The Murders in the Rue Morgue is considered by many to be the first detective story. Making a detective story with Edgar Allen Poe as the protagonist seems like a great idea. So why doesn't it work? Unfortunately, and I really hate to say this, a large part of this has to do with John Cusack. The Raven is a period piece, but I didn't buy it. There's something about the way John Cusack talks and acts that takes me out of the 1840s. He's far too modern in that regard. To be fair to John Cusack, he is not the only actor in this film who feels out of place and the script is partially to blame for that. Far too often the dialogue sounded too modern as well. This would be forgivable if the central mystery was intriguing, but alas it is not. The use of Edgar Allen Poe is superficial at best. Instead of being the heart of the mystery, its mostly reduced to minor references that point to the next murder / clue. It lacks the depth needed to be intriguing. Additionally, the late action scenes are too generic to be engaging. The filmmakers take what is an incredible central idea and waste it with some of the worst execution.
The only extra on the DVD is an audio commentary track with the director, James McTeigue, and a trio of producers, Aaron-Ryder, Mark D. Evans, and Trevor Macy. The Blu-ray also has 11 minutes of deleted / extended scenes. There's a 14-minute making of featurette and 10-minute look at the real life of Edgar Allen Poe. A 2-minute promo piece is next. John Cusack joins James McTeigue for a 3-minute interview featurette. And finally, there is a five-minute featurette on the music.
The film looks good, given the stylistic choices made by the filmmakers. It is often a dark film and the color palette is limited in range, so there is not a lot of flash there. Granted, there's nothing overtly wrong with the transfer, as there are high level of details, strong contrast, no compression issues, no digital manipulation, etc., but it isn't the best example of high definition either. The audio is good with very clear dialogue, good fidelity, etc.

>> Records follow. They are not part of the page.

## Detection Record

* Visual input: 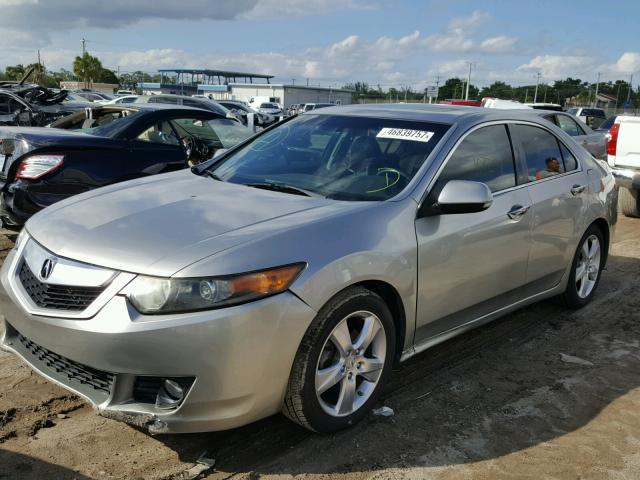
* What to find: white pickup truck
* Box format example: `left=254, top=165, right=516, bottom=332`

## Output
left=607, top=116, right=640, bottom=217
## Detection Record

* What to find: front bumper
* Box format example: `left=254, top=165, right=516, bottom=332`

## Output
left=0, top=246, right=316, bottom=433
left=611, top=167, right=640, bottom=190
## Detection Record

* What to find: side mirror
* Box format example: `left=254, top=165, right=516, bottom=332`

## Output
left=434, top=180, right=493, bottom=215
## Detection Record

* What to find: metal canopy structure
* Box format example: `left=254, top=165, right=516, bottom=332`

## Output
left=158, top=68, right=273, bottom=85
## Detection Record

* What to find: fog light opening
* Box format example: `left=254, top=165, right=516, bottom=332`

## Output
left=156, top=378, right=185, bottom=410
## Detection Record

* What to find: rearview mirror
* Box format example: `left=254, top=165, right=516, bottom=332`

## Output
left=435, top=180, right=493, bottom=214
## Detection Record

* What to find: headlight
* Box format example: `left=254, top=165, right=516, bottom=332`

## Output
left=121, top=263, right=305, bottom=314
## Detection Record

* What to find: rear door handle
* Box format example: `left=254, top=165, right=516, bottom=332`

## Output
left=507, top=205, right=531, bottom=220
left=571, top=185, right=587, bottom=197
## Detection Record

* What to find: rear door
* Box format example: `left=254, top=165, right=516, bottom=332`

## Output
left=509, top=124, right=589, bottom=293
left=416, top=124, right=532, bottom=343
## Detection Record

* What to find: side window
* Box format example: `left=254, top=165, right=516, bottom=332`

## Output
left=556, top=115, right=585, bottom=137
left=510, top=125, right=564, bottom=182
left=0, top=95, right=13, bottom=115
left=436, top=125, right=516, bottom=192
left=560, top=143, right=578, bottom=172
left=136, top=122, right=180, bottom=146
left=182, top=98, right=204, bottom=108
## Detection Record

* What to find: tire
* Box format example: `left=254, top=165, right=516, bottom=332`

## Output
left=560, top=225, right=607, bottom=310
left=618, top=187, right=640, bottom=218
left=282, top=287, right=396, bottom=433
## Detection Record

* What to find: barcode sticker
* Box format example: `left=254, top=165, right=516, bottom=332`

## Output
left=376, top=128, right=433, bottom=143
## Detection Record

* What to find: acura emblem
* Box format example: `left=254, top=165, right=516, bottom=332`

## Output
left=40, top=258, right=56, bottom=280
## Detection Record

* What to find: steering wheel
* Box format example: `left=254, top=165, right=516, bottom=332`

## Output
left=367, top=167, right=411, bottom=193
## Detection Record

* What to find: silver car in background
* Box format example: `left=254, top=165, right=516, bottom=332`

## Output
left=0, top=105, right=617, bottom=433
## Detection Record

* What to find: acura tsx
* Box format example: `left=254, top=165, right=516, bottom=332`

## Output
left=0, top=105, right=617, bottom=433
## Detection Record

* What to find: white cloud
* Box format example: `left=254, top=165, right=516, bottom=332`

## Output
left=610, top=52, right=640, bottom=74
left=449, top=10, right=492, bottom=30
left=516, top=55, right=597, bottom=79
left=425, top=10, right=517, bottom=54
left=480, top=35, right=517, bottom=53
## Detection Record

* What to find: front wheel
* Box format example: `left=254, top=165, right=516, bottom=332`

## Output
left=283, top=287, right=395, bottom=433
left=562, top=225, right=606, bottom=309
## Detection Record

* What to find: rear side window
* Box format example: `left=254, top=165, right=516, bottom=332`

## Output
left=560, top=143, right=578, bottom=172
left=436, top=125, right=516, bottom=192
left=510, top=125, right=564, bottom=182
left=556, top=115, right=585, bottom=137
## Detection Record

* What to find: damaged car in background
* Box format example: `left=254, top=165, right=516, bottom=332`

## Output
left=0, top=68, right=86, bottom=127
left=0, top=104, right=252, bottom=228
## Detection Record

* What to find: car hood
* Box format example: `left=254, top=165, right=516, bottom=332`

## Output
left=26, top=170, right=342, bottom=276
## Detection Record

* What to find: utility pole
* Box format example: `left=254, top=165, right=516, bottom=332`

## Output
left=593, top=72, right=600, bottom=107
left=464, top=62, right=473, bottom=100
left=533, top=72, right=542, bottom=103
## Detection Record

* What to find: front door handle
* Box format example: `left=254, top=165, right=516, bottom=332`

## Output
left=571, top=185, right=587, bottom=197
left=507, top=205, right=531, bottom=220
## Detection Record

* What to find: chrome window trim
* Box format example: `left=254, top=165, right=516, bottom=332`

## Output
left=7, top=234, right=136, bottom=320
left=418, top=120, right=583, bottom=210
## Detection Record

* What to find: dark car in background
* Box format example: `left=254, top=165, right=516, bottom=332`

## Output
left=0, top=105, right=253, bottom=228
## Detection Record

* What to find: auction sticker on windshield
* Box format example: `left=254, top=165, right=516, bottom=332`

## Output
left=376, top=128, right=434, bottom=143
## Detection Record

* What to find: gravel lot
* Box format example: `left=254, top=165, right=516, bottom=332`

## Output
left=0, top=217, right=640, bottom=479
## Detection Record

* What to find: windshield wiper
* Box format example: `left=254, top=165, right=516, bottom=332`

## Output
left=191, top=165, right=224, bottom=182
left=243, top=182, right=324, bottom=198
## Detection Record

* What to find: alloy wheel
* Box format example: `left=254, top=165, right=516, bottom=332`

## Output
left=315, top=311, right=387, bottom=417
left=575, top=235, right=601, bottom=298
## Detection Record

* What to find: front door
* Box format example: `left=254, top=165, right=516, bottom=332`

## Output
left=509, top=124, right=590, bottom=291
left=415, top=124, right=531, bottom=344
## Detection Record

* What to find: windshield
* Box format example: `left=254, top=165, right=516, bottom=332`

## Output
left=81, top=112, right=142, bottom=138
left=175, top=118, right=253, bottom=148
left=209, top=115, right=449, bottom=201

There's good separation with nice dynamic and directional effects and the surround sound speakers are put to good use.
The Blu-ray Combo Pack does cost 40% more than the DVD, which is a bit much, even given the number of exclusive extras.
Wasted opportunity. That's the best way to describe The Raven. Even if you are interested in the movie, there's not enough extras on the DVD to be worth a rental. Meanwhile, calling the Blu-ray Combo Pack a rental is as enthusiastic as I'm willing to go.